In the past few years, universities in England have never had it so good – certainly in terms of the money they have to spend per student.
That is one of the key conclusions that can be drawn from an analysis of education spending in the country by the Institute for Fiscal Studies.
In a report released on 27 February, the influential research institute looks at data on government funding and tuition fees to lay out exactly how much money per student universities have had at their disposal over the past 26 years.
Its key chart (see below) illustrates exactly how the government’s big tuition fee reforms in 1998, 2006 and 2012 have impacted the amount of money that universities have available to them – and how the resources per student stagnated or fell in the years leading up to each reform.
The IFS warns that such an “erratic” long-term approach to public investment in higher education needs to be replaced by the “creation of a funding system that provides institutions with certainty about the future levels of funding”.
However, the overall picture of per-student funding over the period is one of growth. The IFS says that the total level of resources “available per student starting university in 2015 was £28,000, over 50 per cent higher in real terms than in 1990”.
Comparing higher education with other education sectors in the country indeed drills this point home.

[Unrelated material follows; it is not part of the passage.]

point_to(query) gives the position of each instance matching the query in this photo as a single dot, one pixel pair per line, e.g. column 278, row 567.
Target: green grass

It is true that since 2012, there has been a gradual erosion in the amount of money, in real terms, available to universities per student because of the £9,000 fee cap in England not being raised with inflation. But as the IFS report points out, this is set to change in the next few years as the government allows inflation-linked increases again as part of its plans for the teaching excellence framework.
The IFS analysis also looks at how the government’s subsidy to universities has changed over the past 26 years (see first graph above), using estimates of the share of fee loans that will be repaid in the future to help calculate the subsidy in recent years. For those starting university in 2015-16, it estimates that the government will contribute £10,500 per student once future loan repayments are factored in.
It concludes that the future level of this subsidy could be at risk of rising if the decision to lift the cap on undergraduates going to university in England means that significantly more students enter the system, especially if they go on to have lower earnings.
“An increase in the number of students taking up tuition fee loans increases the government’s exposure to non-repayment," the report says. "This might be particularly severe if the additional students have lower expected future earnings, and so repay less of their student loans, than the average graduate so far."